Why is there no decomposition, as the body is made up of cells, the whole body is a system of cells? Well, since the cells undergo disintegration, for that reason the body disappears and becomes dust. So what has happened to the relic? It has undergone a suspension of disintegration of its cells, so it is in this condition.

Is this not an issue for a biologist or a chemist? Unfortunately in Greece, as the doctors suffer from complexes, the only ones who have taken an interest in these matters are those who are opposed. They made a start and then they abandoned the subject.”

There are whole bodies of saints which are incorrupt, like that of St Spyridon. The subject of incorrupt relics is a theological fact.

“The holy relic of St Spyridon, which is preserved intact, is a suspension of the disintegration of the cell system. The fact that there is skin and everything else means that the cell system has not disintegrated. That is what it means.

Why has it not disintegrated? Why does the sacred relic have this fragrance? I am amazed that biologists in Greece have not taken an interest in the matter. Those who have shown interest have done so only to ridicule the relics, not to make an objective study.”
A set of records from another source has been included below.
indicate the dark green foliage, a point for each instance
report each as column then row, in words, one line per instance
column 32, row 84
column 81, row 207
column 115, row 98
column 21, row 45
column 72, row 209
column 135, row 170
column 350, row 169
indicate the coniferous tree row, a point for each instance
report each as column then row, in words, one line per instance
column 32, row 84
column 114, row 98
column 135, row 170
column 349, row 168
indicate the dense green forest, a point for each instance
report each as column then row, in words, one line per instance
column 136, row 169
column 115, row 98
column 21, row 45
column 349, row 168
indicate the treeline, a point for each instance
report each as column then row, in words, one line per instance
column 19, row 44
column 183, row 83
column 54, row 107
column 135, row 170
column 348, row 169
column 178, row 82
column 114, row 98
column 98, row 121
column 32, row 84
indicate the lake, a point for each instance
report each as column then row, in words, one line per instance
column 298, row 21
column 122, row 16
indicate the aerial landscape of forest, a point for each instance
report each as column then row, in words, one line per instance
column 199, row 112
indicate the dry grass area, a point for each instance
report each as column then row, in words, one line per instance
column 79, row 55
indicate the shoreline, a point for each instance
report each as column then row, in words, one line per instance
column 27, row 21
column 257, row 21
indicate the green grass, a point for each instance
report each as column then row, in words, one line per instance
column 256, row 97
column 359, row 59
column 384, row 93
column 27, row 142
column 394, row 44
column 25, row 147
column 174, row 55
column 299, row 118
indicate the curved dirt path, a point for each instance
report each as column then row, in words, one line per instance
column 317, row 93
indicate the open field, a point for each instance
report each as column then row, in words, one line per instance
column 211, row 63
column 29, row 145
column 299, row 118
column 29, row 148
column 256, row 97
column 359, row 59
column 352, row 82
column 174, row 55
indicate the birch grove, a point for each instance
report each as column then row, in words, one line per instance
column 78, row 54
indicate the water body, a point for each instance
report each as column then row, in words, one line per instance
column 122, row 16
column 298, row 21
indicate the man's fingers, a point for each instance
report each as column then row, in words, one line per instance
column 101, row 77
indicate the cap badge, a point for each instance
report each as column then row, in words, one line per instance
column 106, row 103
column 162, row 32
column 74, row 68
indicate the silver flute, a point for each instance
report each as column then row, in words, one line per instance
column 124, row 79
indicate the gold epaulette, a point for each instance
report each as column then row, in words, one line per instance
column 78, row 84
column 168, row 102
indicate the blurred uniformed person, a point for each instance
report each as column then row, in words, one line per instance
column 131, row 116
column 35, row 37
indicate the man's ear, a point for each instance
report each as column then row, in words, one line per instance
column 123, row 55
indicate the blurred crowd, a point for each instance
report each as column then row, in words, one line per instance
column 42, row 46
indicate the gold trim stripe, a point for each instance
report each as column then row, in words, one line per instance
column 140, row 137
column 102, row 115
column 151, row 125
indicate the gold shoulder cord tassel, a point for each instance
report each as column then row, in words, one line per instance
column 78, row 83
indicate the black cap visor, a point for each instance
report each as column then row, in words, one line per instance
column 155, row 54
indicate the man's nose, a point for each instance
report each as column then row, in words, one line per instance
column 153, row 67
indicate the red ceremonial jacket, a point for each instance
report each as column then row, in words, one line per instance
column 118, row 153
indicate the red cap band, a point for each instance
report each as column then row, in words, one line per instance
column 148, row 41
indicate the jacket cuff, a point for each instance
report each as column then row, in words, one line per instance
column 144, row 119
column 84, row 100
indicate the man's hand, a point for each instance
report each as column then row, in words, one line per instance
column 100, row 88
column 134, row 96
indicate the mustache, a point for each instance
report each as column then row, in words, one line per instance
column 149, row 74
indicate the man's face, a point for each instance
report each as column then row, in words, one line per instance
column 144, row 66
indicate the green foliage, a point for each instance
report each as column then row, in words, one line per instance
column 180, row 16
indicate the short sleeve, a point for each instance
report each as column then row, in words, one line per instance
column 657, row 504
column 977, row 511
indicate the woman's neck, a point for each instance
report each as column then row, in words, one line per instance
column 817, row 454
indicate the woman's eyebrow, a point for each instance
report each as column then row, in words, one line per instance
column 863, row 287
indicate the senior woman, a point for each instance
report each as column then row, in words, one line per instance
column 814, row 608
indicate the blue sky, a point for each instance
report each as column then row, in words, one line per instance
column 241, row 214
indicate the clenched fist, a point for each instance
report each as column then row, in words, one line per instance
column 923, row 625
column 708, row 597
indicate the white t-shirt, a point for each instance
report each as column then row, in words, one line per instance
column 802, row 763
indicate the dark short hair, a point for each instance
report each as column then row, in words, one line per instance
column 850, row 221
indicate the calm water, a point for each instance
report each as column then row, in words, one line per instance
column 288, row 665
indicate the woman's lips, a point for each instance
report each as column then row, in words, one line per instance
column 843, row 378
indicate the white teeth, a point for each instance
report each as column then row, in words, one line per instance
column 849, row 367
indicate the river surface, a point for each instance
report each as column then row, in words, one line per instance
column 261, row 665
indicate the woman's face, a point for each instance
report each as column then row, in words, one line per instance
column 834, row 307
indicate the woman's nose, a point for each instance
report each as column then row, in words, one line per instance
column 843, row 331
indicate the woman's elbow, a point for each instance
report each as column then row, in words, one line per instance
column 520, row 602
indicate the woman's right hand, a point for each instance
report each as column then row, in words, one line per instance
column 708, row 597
Thus the purpose of the Church, which is the salvation of its members, continues after death. For that reason the Church always prays for its members, because even after death there is a development in salvation, that is to say, there is continuous ascent in participation in God’s grace, provided the Christian, through repentance, is in the perspective of purification and illumination of the nous.

—Metropolitan Hierotheos of Nafpaktos. “Empirical Dogmatics of The Orthodox Catholic Church. According to the Spoken Teaching of Father John Romanides.” Volume 2. 2013.